Deciphering Textual Authenticity: A Generalized Strategy through the Lens of Large Language Semantics for Detecting Human vs. Machine-Generated Text

With the recent proliferation of Large Language Models (LLMs), there has been an increasing demand for tools to detect machine-generated text. The effective detection of machine-generated text face two pertinent problems: First, they are severely limited in generalizing against real-world scenarios, where machine-generated text is produced by a variety of generators, including but not limited to GPT-4 and Dolly, and spans diverse domains, ranging from academic manuscripts to social media posts. Second, existing detection methodologies treat texts produced by LLMs through a restrictive binary classification lens, neglecting the nuanced diversity of artifacts generated by different LLMs. In this work, we undertake a systematic study on the detection of machine-generated text in real-world scenarios. We first study the effectiveness of state-of-the-art approaches and find that they are severely limited against text produced by diverse generators and domains in the real world. Furthermore, t-SNE visualizations of the embeddings from a pretrained LLM's encoder show that they cannot reliably distinguish between human and machine-generated text. Based on our findings, we introduce a novel system, T5LLMCipher, for detecting machine-generated text using a pretrained T5 encoder combined with LLM embedding sub-clustering to address the text produced by diverse generators and domains in the real world. We evaluate our approach across 9 machine-generated text systems and 9 domains and find that our approach provides state-of-the-art generalization ability, with an average increase in F1 score on machine-generated text of 19.6\% on unseen generators and domains compared to the top performing existing approaches and correctly attributes the generator of text with an accuracy of 93.6\%.

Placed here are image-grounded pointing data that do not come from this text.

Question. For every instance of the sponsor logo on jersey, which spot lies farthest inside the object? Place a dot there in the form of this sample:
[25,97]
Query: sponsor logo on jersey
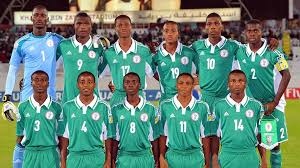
[195,116]
[144,117]
[50,43]
[184,60]
[226,114]
[136,59]
[69,53]
[224,53]
[49,115]
[95,116]
[264,63]
[249,113]
[115,61]
[92,54]
[268,127]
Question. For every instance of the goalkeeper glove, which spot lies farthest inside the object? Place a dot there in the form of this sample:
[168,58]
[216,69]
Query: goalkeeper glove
[9,110]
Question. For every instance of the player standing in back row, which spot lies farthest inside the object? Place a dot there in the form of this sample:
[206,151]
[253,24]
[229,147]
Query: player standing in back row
[268,75]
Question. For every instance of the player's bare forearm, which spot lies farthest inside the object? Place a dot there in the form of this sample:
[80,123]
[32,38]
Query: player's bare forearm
[286,77]
[156,76]
[63,144]
[114,152]
[19,139]
[206,141]
[155,149]
[108,148]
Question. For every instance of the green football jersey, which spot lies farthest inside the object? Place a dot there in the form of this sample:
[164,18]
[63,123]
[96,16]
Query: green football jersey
[86,127]
[215,63]
[183,126]
[262,70]
[78,58]
[238,123]
[135,127]
[170,66]
[38,123]
[137,59]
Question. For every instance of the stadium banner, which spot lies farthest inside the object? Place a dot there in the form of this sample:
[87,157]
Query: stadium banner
[146,16]
[292,93]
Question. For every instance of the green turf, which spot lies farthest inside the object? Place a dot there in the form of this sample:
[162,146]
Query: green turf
[290,149]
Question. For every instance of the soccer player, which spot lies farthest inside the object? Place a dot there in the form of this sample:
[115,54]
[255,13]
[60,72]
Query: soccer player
[136,125]
[36,125]
[181,122]
[216,55]
[37,51]
[80,53]
[268,75]
[238,117]
[85,127]
[124,56]
[172,59]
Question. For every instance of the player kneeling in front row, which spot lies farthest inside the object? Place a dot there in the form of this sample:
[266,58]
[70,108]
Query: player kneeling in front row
[181,120]
[85,126]
[36,125]
[136,124]
[238,117]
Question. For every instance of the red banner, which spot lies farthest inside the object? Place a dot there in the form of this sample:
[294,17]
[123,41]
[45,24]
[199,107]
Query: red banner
[292,93]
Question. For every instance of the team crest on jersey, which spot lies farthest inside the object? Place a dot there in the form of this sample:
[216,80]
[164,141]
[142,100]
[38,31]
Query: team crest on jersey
[50,43]
[92,54]
[136,59]
[95,116]
[184,60]
[224,53]
[264,63]
[268,127]
[144,117]
[49,115]
[195,116]
[249,113]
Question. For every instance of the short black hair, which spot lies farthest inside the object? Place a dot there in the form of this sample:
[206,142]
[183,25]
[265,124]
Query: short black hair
[86,73]
[185,74]
[122,17]
[254,21]
[237,71]
[82,14]
[134,74]
[213,14]
[39,72]
[172,22]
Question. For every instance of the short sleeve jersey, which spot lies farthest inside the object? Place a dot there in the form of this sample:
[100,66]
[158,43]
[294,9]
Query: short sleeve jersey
[183,126]
[38,124]
[238,123]
[215,63]
[135,127]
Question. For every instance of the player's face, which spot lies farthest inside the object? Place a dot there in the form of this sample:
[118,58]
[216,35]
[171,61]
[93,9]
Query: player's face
[253,33]
[170,33]
[237,83]
[123,28]
[131,84]
[184,86]
[83,26]
[39,18]
[86,85]
[214,27]
[39,83]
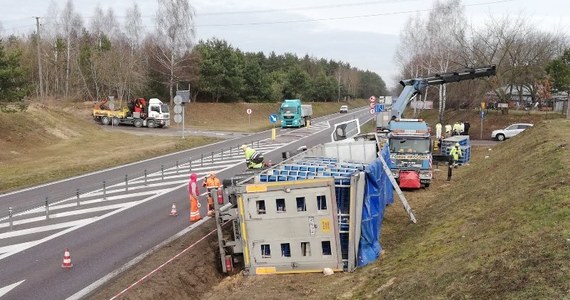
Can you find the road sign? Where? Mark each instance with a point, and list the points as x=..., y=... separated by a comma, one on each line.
x=184, y=95
x=178, y=109
x=177, y=99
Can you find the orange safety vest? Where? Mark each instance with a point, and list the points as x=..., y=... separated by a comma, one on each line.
x=212, y=183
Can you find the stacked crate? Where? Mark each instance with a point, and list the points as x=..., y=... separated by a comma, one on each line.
x=311, y=167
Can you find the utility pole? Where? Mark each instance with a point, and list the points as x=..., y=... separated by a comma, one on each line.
x=39, y=59
x=338, y=99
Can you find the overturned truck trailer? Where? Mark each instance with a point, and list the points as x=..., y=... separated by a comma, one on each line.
x=322, y=208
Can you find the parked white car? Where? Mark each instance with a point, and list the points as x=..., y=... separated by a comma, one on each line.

翻译：随着大语言模型（LLMs）的近期普及，对检测机器生成文本工具的需求日益增长。机器生成文本的有效检测面临两个关键问题：首先，现有方法在泛化至现实场景方面严重受限，这些场景中机器生成文本由多种生成器产生（包括但不限于GPT-4和Dolly），并涵盖从学术手稿到社交媒体帖子的多元领域。其次，现有检测方法将LLMs生成的文本局限于二元分类视角，忽视了不同LLMs所产生伪影的细微多样性。本文针对现实场景中机器生成文本的检测展开系统性研究。我们首先评估了现有前沿方法的有效性，发现其在应对现实世界中多样生成器和领域产生的文本时严重受限。此外，预训练LLM编码器的t-SNE嵌入可视化显示，其无法可靠区分人类与机器生成文本。基于研究发现，我们提出了一种新颖系统T5LLMCipher，利用预训练T5编码器结合LLM嵌入子聚类技术，专门处理现实世界中多样生成器和领域产生的文本。我们在9个机器生成文本系统和9个领域上评估该方法，发现其提供了最先进的泛化能力：与现有最优方法相比，在未见过的生成器和领域上，机器生成文本的F1分数平均提升19.6%，且文本生成器归属准确率达93.6%。